Yakham Mbaye attaque l’ancien premier ministre Abdoul Mbaye et met en doute son honnêteté intellectuel

Le secrétaire d’Etat à la Communication, devenu très actif sur le terrain politique au niveau de Dakar Plateau, a tenu à remettre les pendules à l’heure au sujet de la rumeur sur une éventuelle suppression du deuxième tour de la présidentielle au Sénégal. «Ceux qui entretiennent la rumeur autour de la suppression du second tour de la présidentielle dans le projet de réforme de la Constitution qui sera soumis au référendum, sont de mauvaise foi, ou font preuve d’une insoutenable légèreté», déclare Yaxam Mbaye qui ajoute : «Parce que la simple honnêteté intellectuelle exige qu’on ait d’abord lu le projet de réforme avant d’en discuter. Et si le Premier ministre Abdoul Mbaye que je ne soupçonne pas d’être un paresseux, avait pris le temps de lire le projet de loi constitutionnel soumis au Conseil Constitutionnel, et même on peut le lui concéder, avec une calculatrice à la main, il se serait rendu compte que c’est seulement une vingtaine d’articles qui sont concernés par la réforme, pour être précis 17 articles. Il s’agit des articles 4, 6, 27, 28, 58, 59, 60, 62, 71, 78 81, 85 86 , 89, 92, 102 et 103». Aussi ; précise-t-il, « la Constitution comporte 108 articles, ce que Abdoul Mbaye, qui a occupé l’une des plus importantes et plus hautes fonctions de ce pays, ignore manifestement ».

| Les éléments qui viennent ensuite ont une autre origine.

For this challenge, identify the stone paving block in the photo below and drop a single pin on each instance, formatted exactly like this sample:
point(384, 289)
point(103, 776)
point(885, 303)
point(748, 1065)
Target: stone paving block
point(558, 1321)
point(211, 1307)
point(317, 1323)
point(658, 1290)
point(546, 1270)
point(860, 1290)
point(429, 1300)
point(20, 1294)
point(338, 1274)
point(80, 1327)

Pour Yakham Mbaye, les agitateurs de cette rumeur fondent leur argumentaire sur le fait que l’article 33 de la Constitution ne figure pas dans le projet soumis au Conseil. «Pourquoi ne se sont-ils pas interrogés sur l’article 1 de la Constitution ? Le même article qui consacre que la République du Sénégal est laïque, démocratique et sociale, que la langue officielle est le Français, que ses langues nationales sont le Diola, le Malinké, le Pulaar, le Sérère, le Soninké, le Wolof et toute autre langue codifiée, et que notre devise est : Un Peuple, Un But, Une Foi ; et que le principe de la République est le gouvernement du peuple par le peuple pour le peuple?», s’interroge l’ancien directeur de publication de «Libération».
Et le secrétaire d’Etat à la Communication d’asséner : «Abdoul Mbaye voudrait il abuser les Sénégalais et dire que cet article premier qui est une sorte de fondement aurait disparu. Il faut savoir raison garder et ne pas céder à la tentation de la paresse. Ce projet de réforme constitutionnelle est une affaire sérieuse qu’il faut aborder avec sérieux, rigueur et une bonne dose d’honnêteté en dépit du bord politique où l’on se situe».